Washington, D.C. – In a significant victory for the nation’s largest and oldest trade association representing dietary supplement retailers, manufacturers, and distributors, last minute attempts to add controversial dietary supplement provisions to an omnibus government funding bill have fallen short. Congressional leaders followed House and Senate action earlier in the year to keep the divisive provisions out of FDA User Fee reauthorization.

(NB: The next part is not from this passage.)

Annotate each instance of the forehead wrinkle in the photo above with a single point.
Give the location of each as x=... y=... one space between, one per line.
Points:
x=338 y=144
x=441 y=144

“This is a big win for consumers, for innovation, and for access to the healthy products that millions of Americans rely on and turned to during the height of the pandemic. We expected that industry critics would try to use the lame duck as another backdoor opportunity to jam this through and that’s exactly what happened. But thanks to NPA’s advocacy and the tens of thousands of individuals who took part in our grassroots campaign, that effort was rejected. We are incredibly thankful to our members, our Board of Directors, and our allies in Congress who stood firm against this misguided and unnecessary approach,” said Daniel Fabricant, Ph.D. president and CEO of the Natural Products Association.

NPA staff and board of directors worked with influential members of the House Energy and Commerce Committee and Senate Health Education Labor and Pensions Committee, the chief negotiating committees for the FDA user fees, expressing significant concerns with including provisions from the Dietary Supplement Listing Act, including mandatory product listing (MPL).

In July, Senator Richard Burr (R-NC), the ranking member of the Senate HELP Committee and a central negotiator in the conference proceedings, introduced a clean reauthorization of FDA User Fee Programs which jettisoned the controversial dietary supplement provisions. Senator Burr cited concerns over the Senate’s ability to pass the Food and Drug Administration Safety and Landmark Advancements (FDASLA) Act on time after certain provisions were attached to the bill in Committee. Then in August, a bipartisan group of members led by South Carolina’s Jeff Duncan and California’s Tony Cardenas wrote a letter to Congressional leadership urging mandatory product listing be kept of the final FDA user fee package.